According to Glassnode, the liquidity depth in the derivatives market is limited. Once the wave of forced buying subsides, the price can reverse sharply. They also highlight a key technical resistance zone: a “supply cluster” accumulated by long-term holders near the cycle highs, which has repeatedly suppressed recent rebound attempts.
Bear Market Repair or New Uptrend? Institutional Views Diverge
Institutions have differing opinions on the current trend. CryptoQuant adopts a more cautious stance, viewing the recent movement since late November as more akin to a “technical correction within a bear market” rather than the start of a new bullish phase. They emphasize that Bitcoin is still below the 365-day moving average (around $101,000), a critical indicator often seen as the dividing line between bullish and bearish forces.
Although market demand has shown some improvement, CryptoQuant notes that the overall market structure has not fundamentally changed. Spot demand remains waning, and the net capital inflow into US Bitcoin spot ETFs remains weak, all suggesting that the rally lacks deep support.
Market Bottoming Signals Emerge
However, there is some light in the darkness.
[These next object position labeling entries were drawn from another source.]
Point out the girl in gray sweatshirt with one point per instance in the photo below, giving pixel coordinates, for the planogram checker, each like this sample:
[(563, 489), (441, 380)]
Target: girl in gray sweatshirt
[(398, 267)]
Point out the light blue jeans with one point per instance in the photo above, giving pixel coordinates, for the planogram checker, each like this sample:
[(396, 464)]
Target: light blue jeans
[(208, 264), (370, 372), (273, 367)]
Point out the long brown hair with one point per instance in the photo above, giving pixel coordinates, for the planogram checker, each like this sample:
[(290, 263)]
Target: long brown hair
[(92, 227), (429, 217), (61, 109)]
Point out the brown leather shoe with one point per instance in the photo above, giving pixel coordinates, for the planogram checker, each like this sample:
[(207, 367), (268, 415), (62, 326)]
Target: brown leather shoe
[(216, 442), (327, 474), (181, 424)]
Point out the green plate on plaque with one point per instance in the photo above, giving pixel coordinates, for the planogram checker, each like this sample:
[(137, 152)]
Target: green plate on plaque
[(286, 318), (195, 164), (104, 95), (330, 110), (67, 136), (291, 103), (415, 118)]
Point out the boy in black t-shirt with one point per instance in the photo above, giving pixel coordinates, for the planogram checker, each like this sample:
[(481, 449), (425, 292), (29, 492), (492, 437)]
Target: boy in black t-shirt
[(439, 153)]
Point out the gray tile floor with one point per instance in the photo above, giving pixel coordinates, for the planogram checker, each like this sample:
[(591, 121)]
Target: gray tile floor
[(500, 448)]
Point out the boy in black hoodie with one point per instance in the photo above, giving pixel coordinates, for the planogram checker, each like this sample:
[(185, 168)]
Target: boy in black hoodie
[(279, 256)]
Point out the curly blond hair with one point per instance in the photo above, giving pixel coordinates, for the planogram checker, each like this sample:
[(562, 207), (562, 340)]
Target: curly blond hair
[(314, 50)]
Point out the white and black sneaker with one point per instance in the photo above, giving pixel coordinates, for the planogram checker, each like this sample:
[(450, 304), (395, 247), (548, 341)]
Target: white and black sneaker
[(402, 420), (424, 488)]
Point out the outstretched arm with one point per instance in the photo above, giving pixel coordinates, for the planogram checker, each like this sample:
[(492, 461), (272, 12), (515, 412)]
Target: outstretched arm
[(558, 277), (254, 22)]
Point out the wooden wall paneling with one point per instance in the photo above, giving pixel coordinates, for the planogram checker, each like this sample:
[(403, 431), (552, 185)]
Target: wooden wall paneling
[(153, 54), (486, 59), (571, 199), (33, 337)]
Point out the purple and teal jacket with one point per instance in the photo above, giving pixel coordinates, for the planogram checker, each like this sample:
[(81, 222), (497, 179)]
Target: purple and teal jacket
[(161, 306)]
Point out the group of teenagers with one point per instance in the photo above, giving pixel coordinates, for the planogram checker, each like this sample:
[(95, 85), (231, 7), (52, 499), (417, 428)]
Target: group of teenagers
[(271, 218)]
Glassnode observes that compared to late November, long-term holders are significantly slowing their distribution, indicating increased willingness among large investors to hold. Meanwhile, spot capital flows on major exchanges like Binance have shifted toward buyers, and selling pressure from Coinbase outflows is gradually easing. These signs collectively point to a market in the process of bottoming and stabilizing.
Options market data also reflect investor unease. Despite implied volatility remaining low, long-dated contracts still contain downside protection clauses, indicating that while investors are hopeful, they remain highly cautious.
Both analysis firms agree that before sustained spot demand truly returns, Bitcoin’s USD price will remain highly sensitive to leverage levels and liquidity changes. Investors should stay alert and cautious to avoid sudden, sharp market swings.